The way I use it is fairly simple. Before a meal, or as a snack, I use it to make three hard-boiled eggs. You just put the eggs in, poke a hole in the top, pour water in the device, and turn it on. The cooker does the rest. After just five minutes, I’ve got three hard-boiled eggs. Before I eat anything else, I make sure I eat those. As a result, I’m less hungry overall and end up eating less.

I cannot overstate the value of being less hungry when you’re trying to get into shape. It’s probably the biggest obstacle everyone faces when trying to eat better. It doesn’t help that we’re surrounded by so many delicious foods. Will power alone is not going to help you avoid them. In fact, relying on will power can be damaging in the long run.

Thankfully, the human body can be tricked, as can the mind.
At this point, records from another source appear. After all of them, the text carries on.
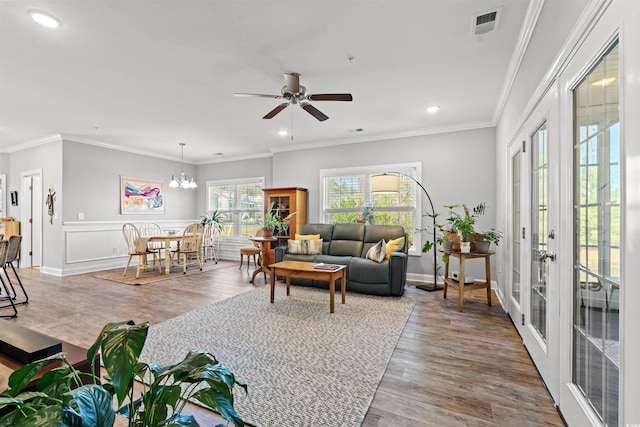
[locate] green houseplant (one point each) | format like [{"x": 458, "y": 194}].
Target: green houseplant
[
  {"x": 61, "y": 399},
  {"x": 214, "y": 218},
  {"x": 272, "y": 220}
]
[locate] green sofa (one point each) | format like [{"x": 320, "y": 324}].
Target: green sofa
[{"x": 347, "y": 244}]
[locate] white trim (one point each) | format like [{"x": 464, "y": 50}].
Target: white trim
[
  {"x": 590, "y": 16},
  {"x": 530, "y": 22}
]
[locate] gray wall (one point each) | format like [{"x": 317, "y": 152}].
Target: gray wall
[
  {"x": 48, "y": 158},
  {"x": 97, "y": 193}
]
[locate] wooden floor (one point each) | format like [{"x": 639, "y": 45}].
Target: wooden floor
[{"x": 449, "y": 368}]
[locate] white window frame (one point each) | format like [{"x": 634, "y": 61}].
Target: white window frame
[
  {"x": 414, "y": 169},
  {"x": 236, "y": 218}
]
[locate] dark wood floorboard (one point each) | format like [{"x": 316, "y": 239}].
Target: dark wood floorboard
[{"x": 448, "y": 369}]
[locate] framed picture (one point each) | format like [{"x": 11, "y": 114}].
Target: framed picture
[{"x": 141, "y": 196}]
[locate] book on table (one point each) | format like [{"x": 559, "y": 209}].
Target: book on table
[{"x": 330, "y": 267}]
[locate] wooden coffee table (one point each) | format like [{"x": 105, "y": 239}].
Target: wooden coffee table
[{"x": 307, "y": 270}]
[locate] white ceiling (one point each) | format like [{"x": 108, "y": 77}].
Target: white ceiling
[{"x": 147, "y": 75}]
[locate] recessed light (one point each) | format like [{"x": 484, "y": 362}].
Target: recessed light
[
  {"x": 604, "y": 82},
  {"x": 45, "y": 19}
]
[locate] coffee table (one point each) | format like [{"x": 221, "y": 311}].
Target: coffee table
[{"x": 307, "y": 270}]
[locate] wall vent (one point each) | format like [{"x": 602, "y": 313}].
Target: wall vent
[{"x": 485, "y": 22}]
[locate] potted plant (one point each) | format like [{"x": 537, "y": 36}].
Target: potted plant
[
  {"x": 272, "y": 220},
  {"x": 61, "y": 398},
  {"x": 481, "y": 241}
]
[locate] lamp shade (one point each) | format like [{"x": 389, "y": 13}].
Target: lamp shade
[{"x": 385, "y": 183}]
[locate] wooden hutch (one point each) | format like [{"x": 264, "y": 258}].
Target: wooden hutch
[{"x": 286, "y": 200}]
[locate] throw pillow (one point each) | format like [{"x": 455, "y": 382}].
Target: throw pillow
[
  {"x": 378, "y": 251},
  {"x": 394, "y": 246},
  {"x": 305, "y": 247},
  {"x": 307, "y": 236}
]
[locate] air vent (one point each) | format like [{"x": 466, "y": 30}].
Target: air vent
[{"x": 485, "y": 22}]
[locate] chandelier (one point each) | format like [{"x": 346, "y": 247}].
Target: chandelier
[{"x": 183, "y": 182}]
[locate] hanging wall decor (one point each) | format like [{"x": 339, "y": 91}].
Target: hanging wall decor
[
  {"x": 141, "y": 196},
  {"x": 51, "y": 199}
]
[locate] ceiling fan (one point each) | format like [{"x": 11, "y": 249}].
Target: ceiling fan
[{"x": 294, "y": 93}]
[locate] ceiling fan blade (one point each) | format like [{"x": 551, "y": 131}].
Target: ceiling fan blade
[
  {"x": 314, "y": 111},
  {"x": 292, "y": 81},
  {"x": 330, "y": 97},
  {"x": 259, "y": 95},
  {"x": 271, "y": 114}
]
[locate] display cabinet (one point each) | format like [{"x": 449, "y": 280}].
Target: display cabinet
[{"x": 285, "y": 201}]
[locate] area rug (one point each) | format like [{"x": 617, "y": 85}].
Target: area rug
[
  {"x": 147, "y": 277},
  {"x": 303, "y": 366}
]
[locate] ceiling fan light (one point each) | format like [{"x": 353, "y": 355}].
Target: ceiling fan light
[{"x": 44, "y": 19}]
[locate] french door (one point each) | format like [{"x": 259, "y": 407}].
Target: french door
[{"x": 534, "y": 295}]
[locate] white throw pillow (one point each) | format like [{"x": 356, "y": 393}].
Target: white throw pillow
[{"x": 378, "y": 251}]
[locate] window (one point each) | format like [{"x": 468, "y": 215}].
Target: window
[
  {"x": 240, "y": 203},
  {"x": 346, "y": 191}
]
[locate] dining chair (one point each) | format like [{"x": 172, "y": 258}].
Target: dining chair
[
  {"x": 153, "y": 229},
  {"x": 4, "y": 249},
  {"x": 137, "y": 245},
  {"x": 12, "y": 254},
  {"x": 209, "y": 239},
  {"x": 190, "y": 245}
]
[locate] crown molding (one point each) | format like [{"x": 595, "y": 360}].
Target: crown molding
[
  {"x": 34, "y": 143},
  {"x": 530, "y": 21},
  {"x": 384, "y": 137}
]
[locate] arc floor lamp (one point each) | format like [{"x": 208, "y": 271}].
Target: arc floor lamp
[{"x": 389, "y": 182}]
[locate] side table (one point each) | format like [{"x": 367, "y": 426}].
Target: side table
[
  {"x": 462, "y": 287},
  {"x": 266, "y": 256}
]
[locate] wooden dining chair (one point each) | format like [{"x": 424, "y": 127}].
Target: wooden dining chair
[
  {"x": 4, "y": 249},
  {"x": 153, "y": 229},
  {"x": 12, "y": 254},
  {"x": 138, "y": 246},
  {"x": 190, "y": 245}
]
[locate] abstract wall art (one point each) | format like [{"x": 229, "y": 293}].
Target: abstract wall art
[{"x": 141, "y": 196}]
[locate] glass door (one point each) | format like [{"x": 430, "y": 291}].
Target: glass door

It’s not some fancy transcendental mind-body meditation strategy. It’s just simple chemistry. Eggs and foods like them have the chemistry that makes you feel less hungry. As a result, you’re less inclined to overeat. That’s what this egg maker has helped me do since I got it and if anyone is struggling to control their hunger, I highly recommend you check it out.

Please note that everyone’s body is different. Some people require more than just tweaks to their diet and a few extra eggs to get into shape. I am not a doctor or an expert. I’m just sharing some tips about what has worked for me in the past. I don’t make any bold claims or ask for your credit card information. This is just useful information that I thought I’d share.

Now, if you’ll excuse me, all this talking about eggs has given me a craving for an omelet.